Marsh called walking down the hill the primary KU commencement tradition. According to the KU Info Web site, there are two different trails that graduates take down the hill. Going down the west side are students graduating from the College of Liberal Arts and Sciences as well as master’s and Ph.D. students. It takes a graduate about 300 steps to get down the hill. For those taking the second trail down the hill on the east side — students from professional schools — it is a little bit of a longer walk, with about 330 steps to get into the stadium. The difference? Those on the west side have no stairs to combat, while those on the east side start their walk with 28 stairs.
The Campanile Curse
Nemeth Tuttle said the Campanile was constructed in 1950 and that she thought the tradition of walking through the tower began sometime soon after that. She said she couldn’t remember the curse of the Campanile — that if students walk through the tower before commencement they will never graduate — from her undergraduate years in the late 1960s and the early 1970s, and guessed that this tradition started sometime in the 1970s.
Marsh said the curse of the Campanile was one of the University’s traditions that did not have a formal beginning.
“There are a lot of them like this, like waving the wheat,” Marsh said. “There are traditions that are just extraordinarily important to the KU experience that are hard to pinpoint as far as origins.”
The walk through the Campanile — built to honor the 277 students and faculty who died in World War II — is extremely special to graduating students, Nemeth Tuttle said. She remembered her own experience graduating from the University with her doctorate degree in 1996, when much construction was being done around the Campanile. Because of this, she said, graduates were not allowed to walk through the Campanile at commencement.
“This created very bad feelings,” Nemeth Tuttle said. “It’s a great example of a tradition becoming so strong that students got quite upset that they didn’t get to do that.”
Nemeth Tuttle found a way, though — one of her relatives at the time was Baby Jay, she said, and as Baby Jay led her through the crowd, “the seas parted” and she got to walk through the tower after all.

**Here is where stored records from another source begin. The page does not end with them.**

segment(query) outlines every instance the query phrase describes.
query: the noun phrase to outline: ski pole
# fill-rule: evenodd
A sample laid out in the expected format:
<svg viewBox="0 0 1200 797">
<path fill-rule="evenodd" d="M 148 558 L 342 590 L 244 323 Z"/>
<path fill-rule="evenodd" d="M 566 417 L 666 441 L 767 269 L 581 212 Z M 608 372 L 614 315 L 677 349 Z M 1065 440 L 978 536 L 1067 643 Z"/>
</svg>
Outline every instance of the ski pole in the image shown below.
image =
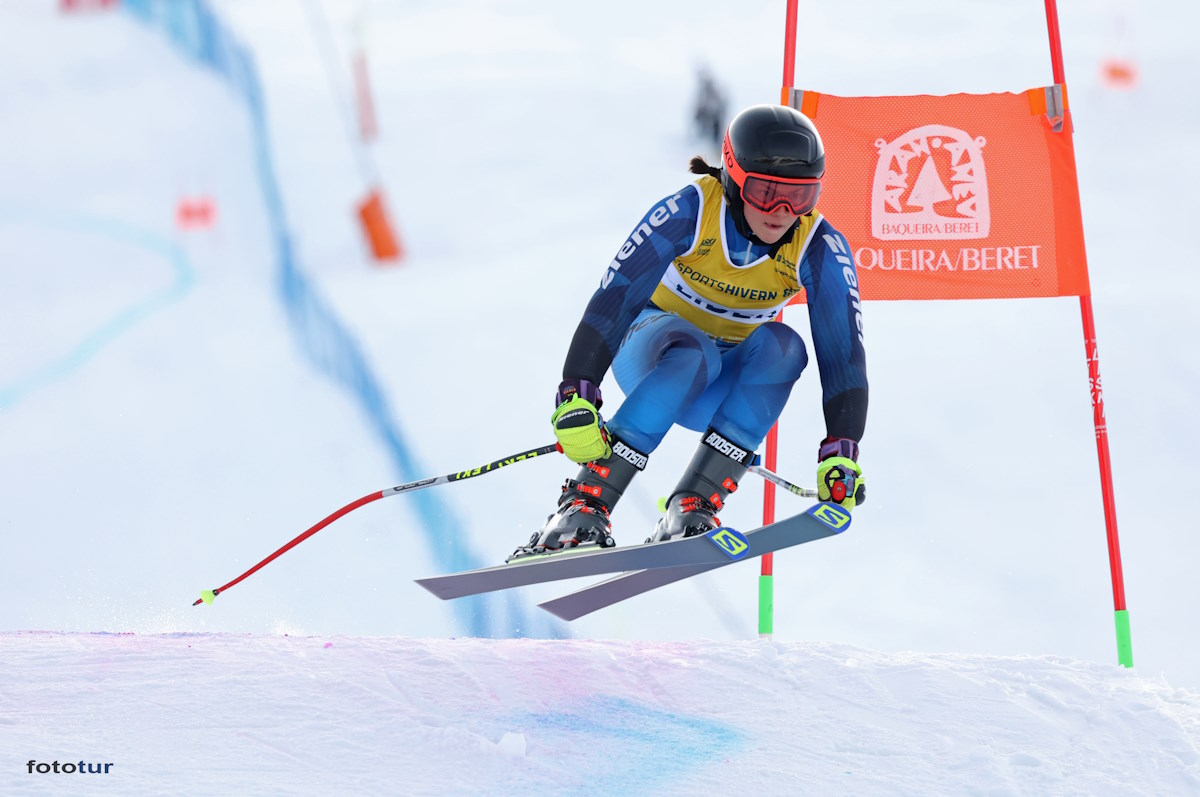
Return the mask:
<svg viewBox="0 0 1200 797">
<path fill-rule="evenodd" d="M 783 489 L 787 490 L 789 493 L 798 495 L 801 498 L 816 498 L 817 497 L 816 490 L 810 490 L 807 487 L 799 487 L 795 484 L 792 484 L 790 481 L 783 478 L 778 473 L 767 470 L 762 465 L 751 465 L 749 470 L 754 473 L 757 473 L 759 476 L 762 476 L 764 479 L 771 482 L 772 484 L 774 484 L 778 487 L 782 487 Z"/>
<path fill-rule="evenodd" d="M 337 520 L 338 518 L 342 517 L 343 515 L 347 515 L 347 514 L 353 512 L 355 509 L 358 509 L 360 506 L 365 506 L 365 505 L 371 503 L 372 501 L 378 501 L 380 498 L 386 498 L 389 495 L 399 495 L 400 493 L 411 493 L 411 492 L 415 492 L 417 490 L 424 490 L 426 487 L 435 487 L 439 484 L 450 484 L 451 482 L 459 482 L 459 481 L 462 481 L 463 479 L 470 479 L 474 476 L 482 476 L 485 473 L 491 473 L 494 470 L 503 468 L 505 465 L 511 465 L 514 462 L 524 462 L 527 459 L 533 459 L 534 457 L 540 457 L 542 454 L 551 454 L 551 453 L 554 453 L 555 451 L 559 451 L 559 450 L 561 450 L 561 449 L 559 449 L 557 444 L 549 445 L 549 446 L 542 446 L 541 448 L 531 448 L 528 451 L 522 451 L 520 454 L 513 454 L 511 456 L 503 457 L 502 459 L 498 459 L 495 462 L 489 462 L 486 465 L 481 465 L 478 468 L 471 468 L 470 470 L 463 470 L 463 471 L 459 471 L 457 473 L 448 473 L 445 476 L 437 476 L 432 479 L 418 479 L 415 482 L 409 482 L 408 484 L 401 484 L 397 487 L 389 487 L 386 490 L 380 490 L 379 492 L 371 493 L 370 495 L 364 495 L 362 498 L 358 499 L 357 501 L 353 501 L 349 504 L 346 504 L 344 507 L 342 507 L 338 511 L 334 512 L 332 515 L 329 515 L 324 520 L 322 520 L 321 522 L 317 523 L 315 526 L 310 528 L 308 531 L 304 532 L 300 536 L 291 540 L 286 545 L 284 545 L 282 548 L 275 551 L 275 553 L 271 554 L 266 559 L 263 559 L 261 562 L 259 562 L 254 567 L 247 570 L 245 573 L 242 573 L 240 576 L 235 578 L 233 581 L 230 581 L 228 584 L 217 587 L 216 589 L 204 590 L 203 592 L 200 593 L 200 597 L 197 598 L 196 602 L 193 603 L 192 605 L 199 606 L 201 603 L 212 603 L 214 598 L 216 598 L 218 595 L 220 595 L 225 590 L 232 587 L 234 584 L 237 584 L 242 579 L 247 578 L 248 576 L 250 576 L 250 575 L 254 574 L 255 572 L 261 570 L 262 568 L 266 567 L 268 564 L 273 562 L 275 559 L 277 559 L 280 556 L 282 556 L 283 554 L 287 553 L 292 548 L 295 548 L 297 545 L 304 542 L 309 537 L 316 534 L 318 531 L 325 528 L 333 521 Z"/>
</svg>

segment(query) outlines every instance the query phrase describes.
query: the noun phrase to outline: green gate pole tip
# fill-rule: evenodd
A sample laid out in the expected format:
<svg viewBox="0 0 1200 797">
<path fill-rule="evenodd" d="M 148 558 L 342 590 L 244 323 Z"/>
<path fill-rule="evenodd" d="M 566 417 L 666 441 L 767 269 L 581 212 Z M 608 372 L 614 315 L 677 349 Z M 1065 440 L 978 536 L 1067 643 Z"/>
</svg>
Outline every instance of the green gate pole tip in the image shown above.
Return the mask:
<svg viewBox="0 0 1200 797">
<path fill-rule="evenodd" d="M 212 604 L 213 599 L 216 597 L 217 597 L 217 593 L 213 592 L 211 589 L 206 589 L 200 593 L 200 600 L 204 601 L 207 604 Z"/>
<path fill-rule="evenodd" d="M 1118 609 L 1117 619 L 1117 658 L 1122 667 L 1133 666 L 1133 637 L 1129 633 L 1129 611 Z"/>
<path fill-rule="evenodd" d="M 775 630 L 774 576 L 758 577 L 758 635 L 769 637 Z"/>
</svg>

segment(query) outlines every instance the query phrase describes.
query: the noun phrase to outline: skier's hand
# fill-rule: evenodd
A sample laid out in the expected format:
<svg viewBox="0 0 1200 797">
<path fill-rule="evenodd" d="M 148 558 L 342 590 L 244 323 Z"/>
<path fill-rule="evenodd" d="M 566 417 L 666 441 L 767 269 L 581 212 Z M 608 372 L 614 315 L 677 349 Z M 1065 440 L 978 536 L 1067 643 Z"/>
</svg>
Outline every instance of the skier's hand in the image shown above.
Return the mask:
<svg viewBox="0 0 1200 797">
<path fill-rule="evenodd" d="M 595 400 L 593 404 L 591 400 Z M 600 417 L 600 391 L 589 382 L 568 380 L 558 389 L 558 407 L 550 416 L 558 448 L 581 465 L 612 453 L 604 419 Z"/>
<path fill-rule="evenodd" d="M 817 454 L 817 498 L 853 509 L 867 500 L 867 485 L 858 466 L 858 443 L 827 437 Z"/>
</svg>

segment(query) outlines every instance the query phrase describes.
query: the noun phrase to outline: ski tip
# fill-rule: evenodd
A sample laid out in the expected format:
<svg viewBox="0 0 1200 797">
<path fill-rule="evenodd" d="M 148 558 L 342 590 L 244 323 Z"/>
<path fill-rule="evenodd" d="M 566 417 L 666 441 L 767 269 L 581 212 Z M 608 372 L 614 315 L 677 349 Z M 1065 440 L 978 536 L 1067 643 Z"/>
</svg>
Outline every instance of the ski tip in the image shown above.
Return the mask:
<svg viewBox="0 0 1200 797">
<path fill-rule="evenodd" d="M 445 601 L 458 597 L 442 585 L 441 581 L 443 578 L 442 576 L 430 576 L 428 578 L 414 578 L 413 581 L 428 590 L 435 598 L 441 598 Z"/>
<path fill-rule="evenodd" d="M 199 599 L 197 599 L 197 601 L 192 605 L 199 606 L 201 603 L 211 604 L 216 597 L 217 591 L 215 589 L 206 589 L 200 593 Z"/>
<path fill-rule="evenodd" d="M 546 603 L 539 603 L 538 608 L 544 609 L 545 611 L 554 615 L 558 619 L 564 620 L 568 623 L 571 622 L 572 620 L 578 620 L 580 617 L 583 616 L 581 614 L 575 614 L 574 612 L 571 612 L 569 610 L 562 609 L 562 608 L 556 606 L 553 601 L 547 601 Z"/>
</svg>

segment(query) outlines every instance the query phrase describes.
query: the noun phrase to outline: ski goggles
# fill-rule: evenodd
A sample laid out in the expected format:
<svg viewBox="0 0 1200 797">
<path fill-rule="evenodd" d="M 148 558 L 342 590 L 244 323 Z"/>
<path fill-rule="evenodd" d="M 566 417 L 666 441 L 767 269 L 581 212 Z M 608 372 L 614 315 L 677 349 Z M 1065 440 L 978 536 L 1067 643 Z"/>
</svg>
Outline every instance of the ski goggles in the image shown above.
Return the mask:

The Importance of Tradition
Nemeth Tuttle said she remembered a story from last year that showed the importance of commencement traditions to graduates. One student graduating from the School of Nursing had a grandfather who graduated from the University decades ago, she said. The student’s grandfather did not have enough money to purchase the graduation regalia back then, so he did not walk down the hill.
“They worked it out so he could go down the hill with her last year,” Nemeth Tuttle said. “It’s a symbol of connectedness — no matter when you graduate, you can connect with it.”
Commencement is especially an occasion to feel connected to the traditions of the University, Marsh said.
“You go to commencement and realize that they have been doing the procession since 1873, and the fact that we hold fast to tradition means, while we’re here, we feel like we’re part of a very big, very special thing,” Marsh said.
He said the tradition of commencement made him feel closer to those who had gone before him and those who would come after him.
“Everyone wants to feel a sense of belonging to something bigger than themselves,” Marsh said. “Having an institution with lots of very special traditions makes you feel as though you’re a part of something much bigger than you.”